Illustratie: Maureen Wattenbergh
Op onze palliatieve eenheid zien we af en toe kinderen op bezoek komen of afscheid nemen. Zodra ik zo’n hummeltje door de gang zie lopen, bekruipt me altijd twijfel. Is het kind goed voorbereid op wat het gaat zien? Hoe gaat het gezin hiermee om? En ook: hoe stel ik mezelf best op?
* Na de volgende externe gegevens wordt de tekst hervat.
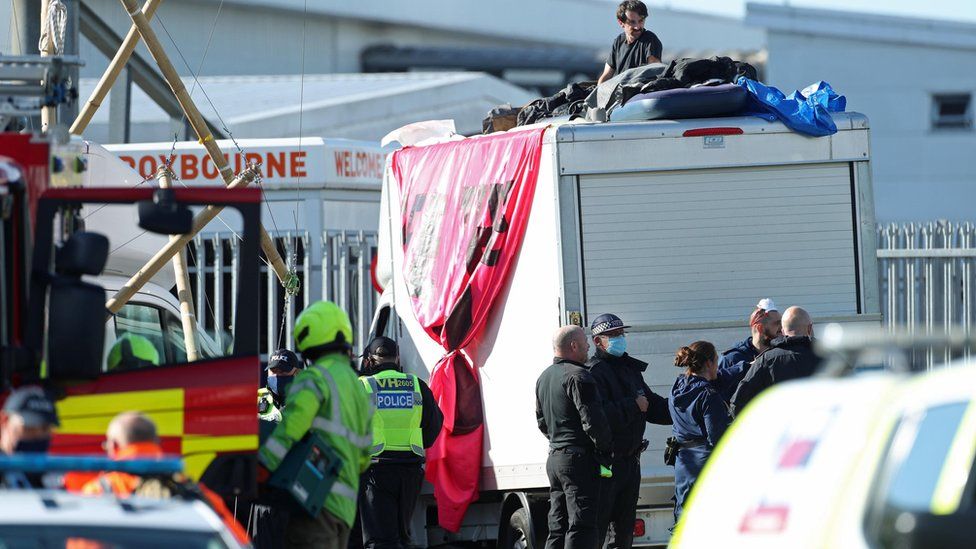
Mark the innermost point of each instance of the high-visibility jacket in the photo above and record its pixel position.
(399, 410)
(124, 484)
(328, 398)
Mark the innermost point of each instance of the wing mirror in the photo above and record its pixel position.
(164, 215)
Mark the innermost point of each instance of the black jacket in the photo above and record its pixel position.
(431, 419)
(568, 409)
(789, 357)
(620, 380)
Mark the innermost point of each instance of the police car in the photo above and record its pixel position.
(54, 518)
(875, 460)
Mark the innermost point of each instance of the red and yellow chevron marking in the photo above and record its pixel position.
(201, 410)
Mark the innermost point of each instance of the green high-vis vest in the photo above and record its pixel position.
(327, 399)
(399, 409)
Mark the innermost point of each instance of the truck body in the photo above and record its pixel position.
(678, 227)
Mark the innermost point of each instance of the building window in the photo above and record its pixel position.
(952, 111)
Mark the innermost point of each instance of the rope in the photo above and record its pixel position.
(13, 10)
(196, 82)
(54, 27)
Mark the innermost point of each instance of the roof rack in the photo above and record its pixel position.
(30, 82)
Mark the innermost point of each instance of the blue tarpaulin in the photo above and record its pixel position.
(806, 111)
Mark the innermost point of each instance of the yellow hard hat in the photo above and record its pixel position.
(322, 327)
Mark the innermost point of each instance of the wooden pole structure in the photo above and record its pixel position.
(187, 318)
(167, 252)
(49, 115)
(111, 74)
(199, 125)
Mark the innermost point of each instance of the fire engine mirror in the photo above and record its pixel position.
(76, 329)
(164, 215)
(83, 253)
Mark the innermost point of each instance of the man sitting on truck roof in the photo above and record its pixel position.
(635, 46)
(764, 325)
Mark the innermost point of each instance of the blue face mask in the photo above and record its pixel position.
(279, 386)
(617, 346)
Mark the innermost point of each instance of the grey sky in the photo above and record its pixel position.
(955, 10)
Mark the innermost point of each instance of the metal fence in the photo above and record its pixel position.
(336, 268)
(926, 279)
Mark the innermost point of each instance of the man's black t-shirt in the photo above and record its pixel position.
(624, 56)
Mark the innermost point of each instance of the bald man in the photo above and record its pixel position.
(790, 356)
(130, 435)
(569, 412)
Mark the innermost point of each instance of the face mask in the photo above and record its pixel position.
(279, 386)
(37, 446)
(617, 346)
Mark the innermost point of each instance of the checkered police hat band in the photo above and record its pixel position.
(608, 325)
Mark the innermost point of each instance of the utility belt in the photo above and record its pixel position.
(635, 453)
(673, 445)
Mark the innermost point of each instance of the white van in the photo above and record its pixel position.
(678, 227)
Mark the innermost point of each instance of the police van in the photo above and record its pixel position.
(678, 227)
(875, 460)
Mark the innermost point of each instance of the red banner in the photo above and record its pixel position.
(464, 205)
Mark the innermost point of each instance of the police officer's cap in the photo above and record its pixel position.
(382, 347)
(606, 322)
(33, 406)
(284, 359)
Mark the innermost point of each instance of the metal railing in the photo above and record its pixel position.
(344, 266)
(926, 280)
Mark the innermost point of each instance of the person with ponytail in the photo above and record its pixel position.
(700, 415)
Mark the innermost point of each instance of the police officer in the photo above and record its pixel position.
(282, 367)
(629, 405)
(569, 413)
(406, 422)
(26, 424)
(132, 351)
(268, 521)
(327, 398)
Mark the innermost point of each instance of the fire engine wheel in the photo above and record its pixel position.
(517, 534)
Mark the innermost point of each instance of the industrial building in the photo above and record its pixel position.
(914, 78)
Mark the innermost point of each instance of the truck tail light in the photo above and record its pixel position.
(698, 132)
(765, 519)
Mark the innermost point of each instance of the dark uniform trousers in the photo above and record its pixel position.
(618, 502)
(387, 499)
(574, 496)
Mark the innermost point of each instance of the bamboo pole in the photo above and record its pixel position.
(167, 252)
(187, 318)
(198, 124)
(49, 114)
(111, 74)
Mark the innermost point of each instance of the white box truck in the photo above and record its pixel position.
(678, 227)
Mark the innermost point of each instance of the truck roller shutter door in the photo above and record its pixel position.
(662, 248)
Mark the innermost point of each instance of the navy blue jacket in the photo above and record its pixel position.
(698, 411)
(620, 380)
(733, 365)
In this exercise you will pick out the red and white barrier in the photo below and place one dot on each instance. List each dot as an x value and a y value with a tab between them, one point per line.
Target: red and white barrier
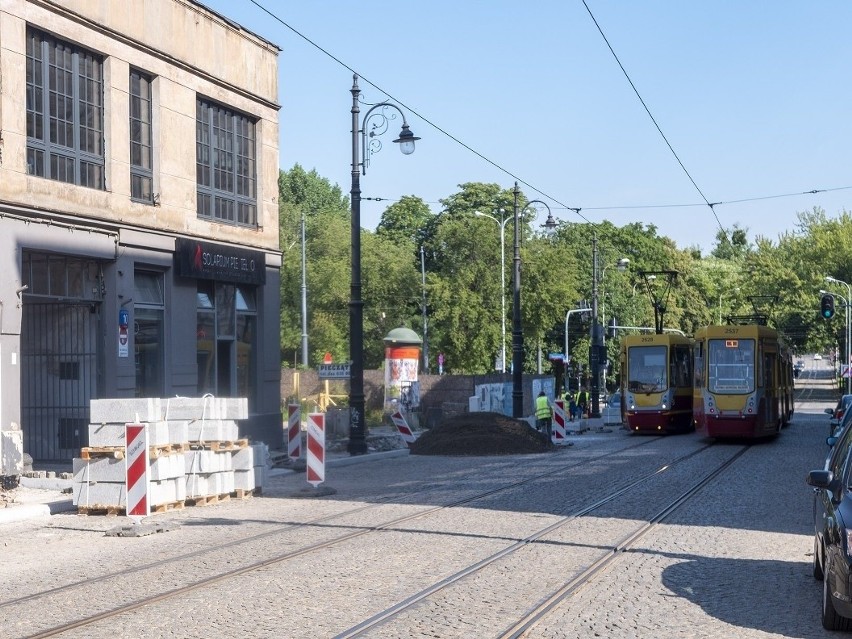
558	436
136	470
403	428
316	449
294	431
Op school leerde ik braaf de theorie over wat je in dergelijke situaties wél of juist niet tegen kinderen kunt zeggen. Maar als je dan onverwacht neus aan neus met een kind staat op een palliatieve eenheid, dan blijft het toch varen op instinct en improvisatie.
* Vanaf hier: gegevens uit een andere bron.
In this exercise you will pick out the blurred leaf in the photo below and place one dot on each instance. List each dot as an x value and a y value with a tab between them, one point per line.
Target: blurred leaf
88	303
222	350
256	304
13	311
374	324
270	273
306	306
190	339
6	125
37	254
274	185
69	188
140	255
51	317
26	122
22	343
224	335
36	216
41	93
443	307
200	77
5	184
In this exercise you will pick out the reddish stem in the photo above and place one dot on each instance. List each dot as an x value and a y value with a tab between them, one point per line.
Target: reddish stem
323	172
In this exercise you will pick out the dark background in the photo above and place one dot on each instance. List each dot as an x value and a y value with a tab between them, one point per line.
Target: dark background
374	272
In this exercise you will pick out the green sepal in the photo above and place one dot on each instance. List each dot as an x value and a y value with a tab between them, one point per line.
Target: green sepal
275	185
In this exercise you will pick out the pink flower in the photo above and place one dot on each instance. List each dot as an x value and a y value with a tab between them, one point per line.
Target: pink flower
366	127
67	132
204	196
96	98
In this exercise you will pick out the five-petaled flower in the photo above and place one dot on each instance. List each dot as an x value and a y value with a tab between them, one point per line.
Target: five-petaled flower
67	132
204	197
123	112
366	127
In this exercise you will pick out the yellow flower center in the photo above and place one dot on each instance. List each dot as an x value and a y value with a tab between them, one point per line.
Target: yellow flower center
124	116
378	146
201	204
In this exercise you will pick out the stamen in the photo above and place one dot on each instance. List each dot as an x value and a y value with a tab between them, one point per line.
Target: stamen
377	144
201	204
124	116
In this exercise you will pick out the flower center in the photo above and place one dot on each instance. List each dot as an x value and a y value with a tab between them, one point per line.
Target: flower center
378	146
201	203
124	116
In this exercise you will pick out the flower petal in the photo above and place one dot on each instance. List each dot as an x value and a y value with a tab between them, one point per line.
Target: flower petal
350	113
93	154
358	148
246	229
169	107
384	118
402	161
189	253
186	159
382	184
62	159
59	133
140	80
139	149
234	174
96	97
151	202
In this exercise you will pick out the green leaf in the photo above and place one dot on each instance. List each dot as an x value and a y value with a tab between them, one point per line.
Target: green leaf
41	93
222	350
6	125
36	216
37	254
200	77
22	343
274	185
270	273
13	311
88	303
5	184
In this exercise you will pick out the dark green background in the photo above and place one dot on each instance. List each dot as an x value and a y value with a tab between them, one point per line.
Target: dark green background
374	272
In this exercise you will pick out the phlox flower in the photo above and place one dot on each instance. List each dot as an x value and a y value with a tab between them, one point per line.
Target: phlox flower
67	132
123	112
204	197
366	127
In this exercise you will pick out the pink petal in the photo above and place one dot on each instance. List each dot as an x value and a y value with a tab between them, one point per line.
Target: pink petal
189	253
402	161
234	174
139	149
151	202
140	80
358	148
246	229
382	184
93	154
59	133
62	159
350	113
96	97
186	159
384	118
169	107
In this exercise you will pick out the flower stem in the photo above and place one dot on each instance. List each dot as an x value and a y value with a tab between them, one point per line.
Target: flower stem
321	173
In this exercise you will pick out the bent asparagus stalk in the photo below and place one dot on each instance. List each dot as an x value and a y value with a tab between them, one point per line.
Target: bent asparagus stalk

Dat deed ik dus ook toen ik aan het einde van mijn shift op een jongetje botste die de met zijn handen vol onze gemeenschappelijke keuken binnen kwam lopen.
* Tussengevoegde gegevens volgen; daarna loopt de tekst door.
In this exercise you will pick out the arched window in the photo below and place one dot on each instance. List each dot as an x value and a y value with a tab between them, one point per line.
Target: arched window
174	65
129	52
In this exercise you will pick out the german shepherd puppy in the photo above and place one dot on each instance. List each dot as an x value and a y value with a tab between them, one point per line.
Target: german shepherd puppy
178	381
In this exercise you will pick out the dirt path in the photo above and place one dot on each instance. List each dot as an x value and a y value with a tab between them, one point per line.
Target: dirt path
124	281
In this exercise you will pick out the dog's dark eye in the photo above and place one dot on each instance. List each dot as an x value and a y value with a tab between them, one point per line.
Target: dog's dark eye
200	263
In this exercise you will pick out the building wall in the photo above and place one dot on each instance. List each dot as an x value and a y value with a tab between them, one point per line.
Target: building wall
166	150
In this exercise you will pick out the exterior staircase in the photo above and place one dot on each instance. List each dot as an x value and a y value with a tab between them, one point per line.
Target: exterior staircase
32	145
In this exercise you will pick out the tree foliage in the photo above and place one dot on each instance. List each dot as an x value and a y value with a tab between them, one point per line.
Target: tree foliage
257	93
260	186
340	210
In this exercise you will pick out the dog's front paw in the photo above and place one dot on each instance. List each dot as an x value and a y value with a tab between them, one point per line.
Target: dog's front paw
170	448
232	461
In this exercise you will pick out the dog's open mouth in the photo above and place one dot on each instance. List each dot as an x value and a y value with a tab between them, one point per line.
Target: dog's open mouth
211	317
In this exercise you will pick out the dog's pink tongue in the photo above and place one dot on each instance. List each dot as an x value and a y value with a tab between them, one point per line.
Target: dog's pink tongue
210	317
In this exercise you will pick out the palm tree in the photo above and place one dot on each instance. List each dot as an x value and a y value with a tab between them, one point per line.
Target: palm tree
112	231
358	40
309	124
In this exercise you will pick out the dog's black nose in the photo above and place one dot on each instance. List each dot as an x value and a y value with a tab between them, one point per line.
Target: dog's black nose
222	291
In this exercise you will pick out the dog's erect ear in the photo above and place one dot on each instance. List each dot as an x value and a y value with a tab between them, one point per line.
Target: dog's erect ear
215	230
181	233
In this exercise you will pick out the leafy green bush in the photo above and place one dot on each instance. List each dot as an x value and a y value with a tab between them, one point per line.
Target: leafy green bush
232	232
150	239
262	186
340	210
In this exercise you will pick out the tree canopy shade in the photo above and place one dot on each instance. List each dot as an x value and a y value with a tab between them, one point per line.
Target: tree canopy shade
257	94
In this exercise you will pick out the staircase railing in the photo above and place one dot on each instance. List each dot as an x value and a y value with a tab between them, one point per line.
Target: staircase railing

- ‘Hai,’ flap ik eruit, ‘Ik ben Margriet. Wie ben jij?’
- ‘Ik ben Joris (*) en ik ben al zes jaar’, antwoordt hij zonder verlegenheid of ongemak.
- Met het oog op de diverse voorverpakte maaltijden die hij bij zich heeft, zeg ik: ‘Nou, dat ziet er lekker uit, zeg!’
- Trots zegt hij: ‘Ja, ik ga koken. Het zijn balletjes in tomatensaus.’
Vanuit mijn ooghoek zie ik een mevrouw aankomen en het voelt alsof de redding nabij is. Zij moet de moeder van Joris zijn. Maar ze wacht beleefd af en onderbreekt mijn dialoog met Joris niet.
- ‘En voor wie ga jij dan koken, Joris?’, vraag ik, om te achterhalen om welke patiënte het gaat.
- ‘Voor mijn oma’, zegt hij met een trotse glimlach. ‘Dat is haar lievelingseten.’